Nasdaq Board Diversity Listing Rules – 5605(f) and 5606 (in force)
In August 2021, Nasdaq’s proposal to amend its listing standards to require board diversity disclosures for listed companies was approved. The standards that are now required include reporting on board-level diversity statistics (reported annually) and having either a minimum of two diverse board members or a public disclosure of why they have not met the minimum.
GRI Standards (in force from January 2023)
The GRI Standards are an easy-to-use modular set of standards related to many ESG topics: human rights, environmental due diligence, etc. The GRI Standards can apply to public or private organizations of any size.
SASB Standards (in force since 2018)
SASB’s standards are a set of ESG-related issues that are relevant to financial performance for 77 industries and help companies disclose sustainability-related information to investors. SASB is a non-profit that was founded in 2011 to establish a common language about finance and sustainability for investors and businesses.
The Asia-Pacific Region
Establishing taxonomy systems
ESG regulation across the APAC region is fragmented, with no consistent taxonomy and lax adoption of the ESG frameworks in use across other regions. Despite this fragmentation and inconsistency, ESG is high on business leaders’ agendas. Over 90% of respondents to a recent Baker McKenzie study in the region stated that ESG is “at least part of the discussion” during decision-making on M&A.

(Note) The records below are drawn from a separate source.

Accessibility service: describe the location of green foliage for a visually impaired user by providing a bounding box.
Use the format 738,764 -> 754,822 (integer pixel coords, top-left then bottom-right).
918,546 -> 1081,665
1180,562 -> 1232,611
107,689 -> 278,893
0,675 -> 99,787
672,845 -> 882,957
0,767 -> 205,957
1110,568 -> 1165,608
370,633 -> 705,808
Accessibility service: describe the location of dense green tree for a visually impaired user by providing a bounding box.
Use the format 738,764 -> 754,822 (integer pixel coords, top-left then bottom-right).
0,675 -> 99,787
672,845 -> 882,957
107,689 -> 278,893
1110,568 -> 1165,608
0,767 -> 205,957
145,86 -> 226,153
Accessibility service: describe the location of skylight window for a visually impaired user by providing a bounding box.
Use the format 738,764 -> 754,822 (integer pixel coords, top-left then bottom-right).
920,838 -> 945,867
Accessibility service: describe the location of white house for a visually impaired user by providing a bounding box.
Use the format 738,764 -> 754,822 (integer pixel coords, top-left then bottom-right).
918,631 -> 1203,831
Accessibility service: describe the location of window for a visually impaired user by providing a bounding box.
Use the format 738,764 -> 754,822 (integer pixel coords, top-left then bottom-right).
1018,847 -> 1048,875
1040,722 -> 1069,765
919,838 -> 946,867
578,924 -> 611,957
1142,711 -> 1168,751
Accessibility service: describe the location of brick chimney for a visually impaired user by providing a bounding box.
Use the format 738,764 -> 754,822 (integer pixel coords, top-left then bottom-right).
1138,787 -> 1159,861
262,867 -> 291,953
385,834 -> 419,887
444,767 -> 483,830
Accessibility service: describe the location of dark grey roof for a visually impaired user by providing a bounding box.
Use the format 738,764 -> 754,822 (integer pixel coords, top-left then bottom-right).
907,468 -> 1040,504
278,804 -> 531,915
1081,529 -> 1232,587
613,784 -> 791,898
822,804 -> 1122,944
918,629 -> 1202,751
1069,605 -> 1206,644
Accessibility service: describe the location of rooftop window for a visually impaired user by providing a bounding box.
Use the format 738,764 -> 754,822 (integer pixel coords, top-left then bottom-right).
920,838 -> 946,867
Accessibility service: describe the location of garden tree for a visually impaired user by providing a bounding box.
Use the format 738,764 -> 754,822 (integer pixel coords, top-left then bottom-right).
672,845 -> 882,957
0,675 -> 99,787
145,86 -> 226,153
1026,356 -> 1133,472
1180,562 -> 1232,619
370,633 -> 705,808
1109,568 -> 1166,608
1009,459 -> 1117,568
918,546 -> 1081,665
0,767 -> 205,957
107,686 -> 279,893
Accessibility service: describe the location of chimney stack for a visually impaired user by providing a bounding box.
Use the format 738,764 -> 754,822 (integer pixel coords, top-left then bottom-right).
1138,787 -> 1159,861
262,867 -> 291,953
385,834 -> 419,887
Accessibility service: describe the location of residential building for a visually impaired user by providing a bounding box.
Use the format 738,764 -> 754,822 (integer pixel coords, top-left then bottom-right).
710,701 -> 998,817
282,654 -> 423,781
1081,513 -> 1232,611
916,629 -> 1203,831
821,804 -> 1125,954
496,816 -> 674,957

In November 2021, the ASEAN (Association of Southeast Asian Nations) released the first version of its taxonomy for sustainable finance, which will act as a framework for partnership and discussions between the public (government) and private sectors. More information is available here.
China ESG Regulation
China is cooperating with the EU to align green investment taxonomies across the two markets, aiming to create a jointly recognized classification system for environmental credentials.